The IBU in GIFT City endeavours to capture global banking requirements of the Bank’s client base in India to enhance the Customer 360° banking experience. IBU business centre complements the Bank's domestic business by providing foreign currency banking solutions across corporate banking, funds, wealth management and global markets business. ICICI Bank is a settlement banker to all three exchanges in GIFT City – NSE IFSC, India International Exchange (INX) and The India International Bullion Exchange (IIBX). The Bank has also obtained clearing, custody and depository participant licence. The Bank has cleared the maiden transaction in bullion (gold & silver) on IIBX platform. We have expanded the retail offerings by introducing four new currencies for opening savings accounts and term deposits, bringing the total to eight currencies: USD, GBP, EURO, CAD, SGD, AED, AUD, and JPY. On the product front, there has been continuous development over the past year like initial launch of retail internet banking for GIFT City customers and simplification of account opening form.
Government is transitioning towards efficient financial management and transparency in transactions through digitisation and direct benefit transfer (DBT). ICICI Bank has been providing a range of banking services to government departments and their ecosystem through a network of physical and digital channels.
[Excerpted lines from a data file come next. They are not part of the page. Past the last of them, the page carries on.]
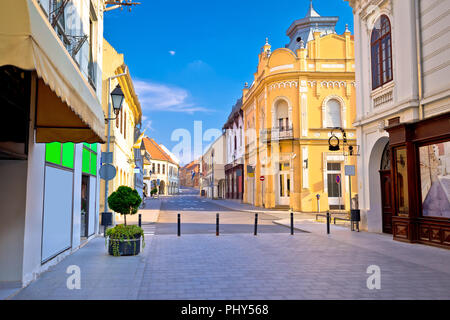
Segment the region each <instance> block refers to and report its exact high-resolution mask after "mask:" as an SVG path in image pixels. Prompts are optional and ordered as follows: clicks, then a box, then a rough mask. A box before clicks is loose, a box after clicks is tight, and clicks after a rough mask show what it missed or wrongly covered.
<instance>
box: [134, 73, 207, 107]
mask: <svg viewBox="0 0 450 320" xmlns="http://www.w3.org/2000/svg"><path fill="white" fill-rule="evenodd" d="M133 84H134V88H135V89H136V93H137V94H138V96H139V101H140V103H141V106H142V109H143V111H145V110H148V111H169V112H182V113H194V112H208V111H211V110H209V109H207V108H204V107H200V106H197V105H195V104H194V103H192V102H189V101H188V100H189V96H190V95H189V92H188V91H187V90H185V89H183V88H179V87H175V86H168V85H165V84H160V83H155V82H150V81H143V80H134V81H133Z"/></svg>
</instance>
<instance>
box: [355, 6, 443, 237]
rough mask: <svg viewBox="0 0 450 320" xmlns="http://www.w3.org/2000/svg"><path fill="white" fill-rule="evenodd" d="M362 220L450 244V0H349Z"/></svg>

The Bank offers its government customers integrated and plug-n-play digital solutions, to assist them in effective delivery of services to stakeholders including citizens. The Bank is assisting state-level agencies and last-mile implementing agencies for adoption of Single Nodal Agency (SNA) payment model and DBT payments for management of Government of India scheme funds.
ICICI Bank’s digital platforms provide simple online tax payment options to customers. The Bank is assisting the government for collection of central taxes, state taxes, customs duty, GST payments through authorised business centres and digital platforms. The Bank has also integrated its payment services with the e-governance initiative of government like Government e-Marketplace (GeM), e-tendering and e-treasury.